Klamath Health CTO Jessica Chastain on upgrading technology and the challenges delivering rural healthcare

Jessica Chastain, Chief Technology Officer of Klamath Health Partnership, has always wanted to help people. It’s been a drive of hers since childhood. Her initial goal was to be a surgeon, only to discover the hard way that the sight of blood didn’t agree with her. However, it remained a focus for her, even as her career plans changed.

Eventually, Chastain moved into the government sector as a systems analyst for Klamath County. “I did that for two years becoming the IT director,” she explains. “I was IT director for eight years before I came over to Klamath Health Partnership as its Chief Technology Officer. Now, I’m really getting the opportunity to help people. You don’t go into government or nonprofits to get rich – you do it because you want to do good.”

The mission

Klamath Health’s mission is to see and treat anybody, regardless of their ability to pay or their insurance status. It’s the second largest healthcare organisation in Klamath County and has over 11,000 patients to care for. Due to the fact that it aims to see everybody, a lot of its patient population is quite vulnerable. As a result, Klamath Health tries its best to meet those patients where they’re at.

“We have our main clinic but also five satellite clinics,” Chastain explains. “We offer everything from clinical healthcare, to dental, to behavioural health, to what we call ‘wraparound services’. If we have a vulnerable patient who needs their medication, we’ll take it to them.”

For Chastain, her specific goal is to protect the data of those vulnerable citizens of Klamath County. Making a start on this was challenging, when she joined the Klamath Health team. For around a decade, the organisation didn’t have any true in-house technology or IT experts.
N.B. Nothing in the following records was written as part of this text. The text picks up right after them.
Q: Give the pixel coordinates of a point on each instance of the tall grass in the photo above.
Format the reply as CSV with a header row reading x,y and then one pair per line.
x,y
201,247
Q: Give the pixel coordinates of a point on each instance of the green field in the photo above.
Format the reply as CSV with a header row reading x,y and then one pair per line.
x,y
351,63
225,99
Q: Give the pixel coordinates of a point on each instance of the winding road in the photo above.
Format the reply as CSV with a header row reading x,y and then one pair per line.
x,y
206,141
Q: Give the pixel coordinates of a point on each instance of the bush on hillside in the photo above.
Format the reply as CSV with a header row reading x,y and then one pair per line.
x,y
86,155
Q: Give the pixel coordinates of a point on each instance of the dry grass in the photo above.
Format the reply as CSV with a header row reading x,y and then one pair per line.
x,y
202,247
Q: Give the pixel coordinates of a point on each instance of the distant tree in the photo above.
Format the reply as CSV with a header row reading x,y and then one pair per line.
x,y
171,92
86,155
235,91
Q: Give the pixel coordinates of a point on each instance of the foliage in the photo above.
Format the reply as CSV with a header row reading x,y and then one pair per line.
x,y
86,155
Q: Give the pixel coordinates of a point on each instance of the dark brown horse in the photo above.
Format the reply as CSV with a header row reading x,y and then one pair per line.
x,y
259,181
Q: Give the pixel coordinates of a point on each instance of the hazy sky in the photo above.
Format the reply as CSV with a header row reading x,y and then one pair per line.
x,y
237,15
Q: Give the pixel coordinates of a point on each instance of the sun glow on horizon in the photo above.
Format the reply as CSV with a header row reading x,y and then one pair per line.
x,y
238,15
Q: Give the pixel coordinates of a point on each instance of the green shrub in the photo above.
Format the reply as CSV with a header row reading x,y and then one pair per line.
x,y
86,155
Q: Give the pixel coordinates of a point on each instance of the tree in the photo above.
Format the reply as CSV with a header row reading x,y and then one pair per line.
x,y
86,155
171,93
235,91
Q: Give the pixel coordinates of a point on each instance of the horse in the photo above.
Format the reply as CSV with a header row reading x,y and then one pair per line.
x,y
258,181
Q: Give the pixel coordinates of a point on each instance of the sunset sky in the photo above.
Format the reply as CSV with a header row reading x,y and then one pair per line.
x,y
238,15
It was using a managed service provider and this meant that when Chastain stepped in, there were a lot of technology deficiencies within Klamath Health. 

The technology challenges

While Chastain is now firmly on the case with upgrading Klamath Health’s technology, there are challenges. Thanks to the rural nature of the area, there are unique barriers to deal with. “You typically don’t have the type of funding in rural areas that you would in an urban area,” she explains. “You don’t have the staffing resources either. It’s harder to hire people that have the knowledge and skill set you need, and it’s hard to retain them because they often want to move to the city to earn more.

“When I started in technology, people stayed in one or two places until they retired. Now, people come to us as a stepping stone to the next organisation. Trying to find people that are committed and understand what it means to work in a rural environment is tricky.”

And for Chastain, it’s about picking and choosing which technologies Klamath Health can and will put in place. She has to make the best of what she’s able to get her hands on, choosing carefully to make sure the organisation progresses despite limited resources.